Targeted at breeders, crop scientists and technical agronomists, the 2017 event takes place on 8 March at NIAB in Cambridgeshire.

Birthday ‘INVICTAtion’

The success of UKCPVS has been due, in part, to the valuable role played by agronomists, trials officers and researchers, who have submitted infected cereal leaf samples for analysis.

Dr Holdgate said: “For over half a century, leaf samples have been received by UKCPVS and this has allowed pathogen virulence to be charted.

“The biggest change in the past 50 years, arguably, has been to the wheat yellow rust population.

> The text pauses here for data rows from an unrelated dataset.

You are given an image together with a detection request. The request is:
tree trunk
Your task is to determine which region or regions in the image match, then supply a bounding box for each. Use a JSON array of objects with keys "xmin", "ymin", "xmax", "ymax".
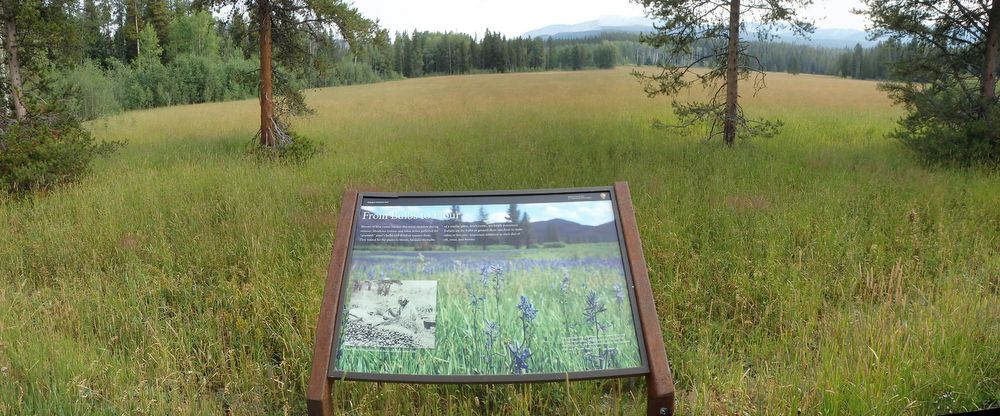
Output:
[
  {"xmin": 979, "ymin": 0, "xmax": 1000, "ymax": 119},
  {"xmin": 723, "ymin": 0, "xmax": 740, "ymax": 146},
  {"xmin": 257, "ymin": 0, "xmax": 275, "ymax": 147},
  {"xmin": 4, "ymin": 15, "xmax": 28, "ymax": 121}
]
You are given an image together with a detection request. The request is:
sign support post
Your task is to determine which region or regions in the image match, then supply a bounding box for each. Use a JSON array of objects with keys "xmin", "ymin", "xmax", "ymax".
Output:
[
  {"xmin": 306, "ymin": 182, "xmax": 674, "ymax": 416},
  {"xmin": 615, "ymin": 182, "xmax": 674, "ymax": 416},
  {"xmin": 306, "ymin": 191, "xmax": 358, "ymax": 416}
]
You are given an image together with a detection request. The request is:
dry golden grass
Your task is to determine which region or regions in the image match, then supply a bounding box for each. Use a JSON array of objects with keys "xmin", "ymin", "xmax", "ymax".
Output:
[{"xmin": 0, "ymin": 69, "xmax": 1000, "ymax": 415}]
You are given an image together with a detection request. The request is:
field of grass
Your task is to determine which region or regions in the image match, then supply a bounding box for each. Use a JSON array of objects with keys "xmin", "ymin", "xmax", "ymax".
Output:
[
  {"xmin": 336, "ymin": 245, "xmax": 642, "ymax": 380},
  {"xmin": 0, "ymin": 69, "xmax": 1000, "ymax": 415}
]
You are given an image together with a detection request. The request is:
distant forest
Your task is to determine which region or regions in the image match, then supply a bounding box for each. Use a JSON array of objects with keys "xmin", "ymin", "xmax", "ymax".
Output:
[{"xmin": 48, "ymin": 0, "xmax": 905, "ymax": 119}]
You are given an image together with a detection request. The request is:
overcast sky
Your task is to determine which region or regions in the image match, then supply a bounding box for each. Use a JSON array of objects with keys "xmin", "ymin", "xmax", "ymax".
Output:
[
  {"xmin": 354, "ymin": 0, "xmax": 865, "ymax": 37},
  {"xmin": 365, "ymin": 201, "xmax": 615, "ymax": 225}
]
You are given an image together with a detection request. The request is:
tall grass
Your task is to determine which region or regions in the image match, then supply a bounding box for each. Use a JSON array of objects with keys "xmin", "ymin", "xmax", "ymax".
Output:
[{"xmin": 0, "ymin": 70, "xmax": 1000, "ymax": 415}]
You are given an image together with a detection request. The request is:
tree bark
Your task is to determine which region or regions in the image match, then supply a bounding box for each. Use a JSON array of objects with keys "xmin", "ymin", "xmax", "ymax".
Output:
[
  {"xmin": 4, "ymin": 16, "xmax": 28, "ymax": 121},
  {"xmin": 257, "ymin": 0, "xmax": 275, "ymax": 147},
  {"xmin": 723, "ymin": 0, "xmax": 740, "ymax": 146},
  {"xmin": 979, "ymin": 0, "xmax": 1000, "ymax": 119}
]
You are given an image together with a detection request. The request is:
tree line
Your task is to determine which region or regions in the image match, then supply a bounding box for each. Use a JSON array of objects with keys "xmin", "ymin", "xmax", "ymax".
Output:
[{"xmin": 3, "ymin": 0, "xmax": 908, "ymax": 119}]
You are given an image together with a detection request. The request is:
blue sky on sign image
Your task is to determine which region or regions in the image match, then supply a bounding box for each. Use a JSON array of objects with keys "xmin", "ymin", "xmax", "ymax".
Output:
[
  {"xmin": 364, "ymin": 201, "xmax": 615, "ymax": 225},
  {"xmin": 354, "ymin": 0, "xmax": 865, "ymax": 37}
]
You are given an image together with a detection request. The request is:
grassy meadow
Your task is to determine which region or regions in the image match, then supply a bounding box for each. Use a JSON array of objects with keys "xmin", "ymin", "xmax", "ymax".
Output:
[
  {"xmin": 335, "ymin": 245, "xmax": 642, "ymax": 380},
  {"xmin": 0, "ymin": 68, "xmax": 1000, "ymax": 415}
]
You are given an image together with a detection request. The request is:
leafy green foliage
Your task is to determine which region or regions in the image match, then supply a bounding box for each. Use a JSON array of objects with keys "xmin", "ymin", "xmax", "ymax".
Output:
[
  {"xmin": 0, "ymin": 107, "xmax": 119, "ymax": 194},
  {"xmin": 633, "ymin": 0, "xmax": 814, "ymax": 144},
  {"xmin": 59, "ymin": 61, "xmax": 122, "ymax": 120},
  {"xmin": 865, "ymin": 0, "xmax": 1000, "ymax": 165},
  {"xmin": 247, "ymin": 129, "xmax": 323, "ymax": 163},
  {"xmin": 884, "ymin": 84, "xmax": 1000, "ymax": 165}
]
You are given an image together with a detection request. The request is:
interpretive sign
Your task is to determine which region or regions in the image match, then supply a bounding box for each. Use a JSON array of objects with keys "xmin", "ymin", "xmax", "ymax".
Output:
[{"xmin": 309, "ymin": 183, "xmax": 673, "ymax": 414}]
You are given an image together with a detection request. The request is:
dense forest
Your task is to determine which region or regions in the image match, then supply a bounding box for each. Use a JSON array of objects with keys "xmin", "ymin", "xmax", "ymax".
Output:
[{"xmin": 19, "ymin": 0, "xmax": 904, "ymax": 119}]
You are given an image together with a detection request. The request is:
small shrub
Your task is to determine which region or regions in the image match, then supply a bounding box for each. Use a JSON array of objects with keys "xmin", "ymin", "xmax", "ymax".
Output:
[
  {"xmin": 61, "ymin": 61, "xmax": 122, "ymax": 120},
  {"xmin": 0, "ymin": 104, "xmax": 121, "ymax": 194},
  {"xmin": 249, "ymin": 132, "xmax": 321, "ymax": 163}
]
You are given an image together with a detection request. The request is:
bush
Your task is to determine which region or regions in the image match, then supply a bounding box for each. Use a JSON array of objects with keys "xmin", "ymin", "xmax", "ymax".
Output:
[
  {"xmin": 249, "ymin": 131, "xmax": 320, "ymax": 163},
  {"xmin": 61, "ymin": 61, "xmax": 122, "ymax": 120},
  {"xmin": 0, "ymin": 104, "xmax": 120, "ymax": 194},
  {"xmin": 332, "ymin": 59, "xmax": 382, "ymax": 85},
  {"xmin": 889, "ymin": 83, "xmax": 1000, "ymax": 166}
]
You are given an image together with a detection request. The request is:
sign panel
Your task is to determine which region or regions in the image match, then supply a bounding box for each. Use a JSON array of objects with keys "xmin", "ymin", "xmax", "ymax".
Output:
[{"xmin": 328, "ymin": 188, "xmax": 649, "ymax": 382}]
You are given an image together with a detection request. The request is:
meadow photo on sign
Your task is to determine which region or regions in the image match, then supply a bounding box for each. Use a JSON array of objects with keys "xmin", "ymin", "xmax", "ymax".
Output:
[{"xmin": 332, "ymin": 192, "xmax": 644, "ymax": 378}]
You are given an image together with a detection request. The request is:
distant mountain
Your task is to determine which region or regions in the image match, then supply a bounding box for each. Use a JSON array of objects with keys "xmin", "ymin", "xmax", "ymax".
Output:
[
  {"xmin": 523, "ymin": 16, "xmax": 653, "ymax": 39},
  {"xmin": 361, "ymin": 209, "xmax": 618, "ymax": 243},
  {"xmin": 523, "ymin": 16, "xmax": 875, "ymax": 48},
  {"xmin": 531, "ymin": 218, "xmax": 618, "ymax": 243}
]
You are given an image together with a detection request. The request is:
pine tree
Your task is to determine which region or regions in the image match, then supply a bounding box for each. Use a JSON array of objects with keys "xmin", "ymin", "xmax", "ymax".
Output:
[
  {"xmin": 633, "ymin": 0, "xmax": 813, "ymax": 146},
  {"xmin": 864, "ymin": 0, "xmax": 1000, "ymax": 165}
]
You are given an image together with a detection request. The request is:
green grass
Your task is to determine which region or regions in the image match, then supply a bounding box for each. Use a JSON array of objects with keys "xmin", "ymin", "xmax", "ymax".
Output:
[
  {"xmin": 0, "ymin": 70, "xmax": 1000, "ymax": 415},
  {"xmin": 336, "ymin": 244, "xmax": 641, "ymax": 379}
]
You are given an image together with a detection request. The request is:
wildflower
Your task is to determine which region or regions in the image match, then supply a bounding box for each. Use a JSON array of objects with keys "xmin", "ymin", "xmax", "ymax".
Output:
[
  {"xmin": 583, "ymin": 290, "xmax": 608, "ymax": 326},
  {"xmin": 611, "ymin": 283, "xmax": 625, "ymax": 303},
  {"xmin": 472, "ymin": 294, "xmax": 486, "ymax": 309},
  {"xmin": 507, "ymin": 343, "xmax": 531, "ymax": 374},
  {"xmin": 517, "ymin": 295, "xmax": 538, "ymax": 324},
  {"xmin": 483, "ymin": 321, "xmax": 500, "ymax": 349}
]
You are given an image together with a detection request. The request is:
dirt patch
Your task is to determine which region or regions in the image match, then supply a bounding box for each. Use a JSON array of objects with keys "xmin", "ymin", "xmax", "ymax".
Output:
[{"xmin": 344, "ymin": 280, "xmax": 437, "ymax": 348}]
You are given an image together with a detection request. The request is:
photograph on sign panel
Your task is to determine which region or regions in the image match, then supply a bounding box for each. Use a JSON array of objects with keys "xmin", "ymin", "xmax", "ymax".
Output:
[
  {"xmin": 336, "ymin": 200, "xmax": 641, "ymax": 375},
  {"xmin": 344, "ymin": 279, "xmax": 437, "ymax": 348}
]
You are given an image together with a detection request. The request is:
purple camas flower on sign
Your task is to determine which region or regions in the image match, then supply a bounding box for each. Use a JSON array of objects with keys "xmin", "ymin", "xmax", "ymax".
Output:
[
  {"xmin": 517, "ymin": 295, "xmax": 538, "ymax": 323},
  {"xmin": 611, "ymin": 283, "xmax": 625, "ymax": 303},
  {"xmin": 483, "ymin": 321, "xmax": 500, "ymax": 349},
  {"xmin": 507, "ymin": 343, "xmax": 531, "ymax": 374},
  {"xmin": 471, "ymin": 295, "xmax": 486, "ymax": 309},
  {"xmin": 583, "ymin": 290, "xmax": 608, "ymax": 325}
]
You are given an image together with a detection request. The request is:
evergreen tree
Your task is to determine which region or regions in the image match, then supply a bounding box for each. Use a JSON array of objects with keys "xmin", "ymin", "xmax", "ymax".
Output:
[
  {"xmin": 204, "ymin": 0, "xmax": 378, "ymax": 149},
  {"xmin": 864, "ymin": 0, "xmax": 1000, "ymax": 164},
  {"xmin": 633, "ymin": 0, "xmax": 813, "ymax": 145},
  {"xmin": 119, "ymin": 0, "xmax": 145, "ymax": 61},
  {"xmin": 145, "ymin": 0, "xmax": 173, "ymax": 59}
]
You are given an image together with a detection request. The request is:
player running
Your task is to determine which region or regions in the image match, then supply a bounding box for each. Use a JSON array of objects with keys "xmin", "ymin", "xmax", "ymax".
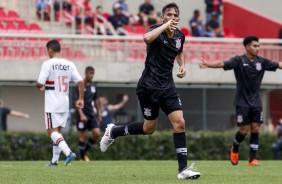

“The initial detection of the Warrior race in 2011, followed by its total dominance and increasing diversity in the UK population, means its presence continues to be felt in the field.

“Last year, UKCPVS also confirmed the presence of the ‘Kranich’ race and a potential new race – provisionally named ‘Invicta’ – in the UK yellow rust population.

“AHDB issued major revisions to varietal disease ratings last autumn and we will provide a timely update ahead of the key spray period.”

The Earlham Institute’s Dr Diane Saunders will also provide an update on field pathogenomics.

Based on gene sequencing technology, field pathogenomics can be used to classify pathogen isolates into distinct genetic groups (based on how related they are) and track the international movement of pathogen populations.

Book your place

For further information on the free-to-attend event, visit

Monitoring changes in pathogen virulence

Managed by NIAB, and funded by AHDB Cereals & Oilseeds and Defra, the UK Cereal Pathogen Virulence Survey (UKCPVS) receives infected cereal leaf samples from agronomists, trials officers and researchers.

From these samples, pathogen isolates are selected and tested to check their virulence against wheat and barley varieties. The testing can detect new races of cereal pathogens capable of causing disease on previously resistant cereal varieties.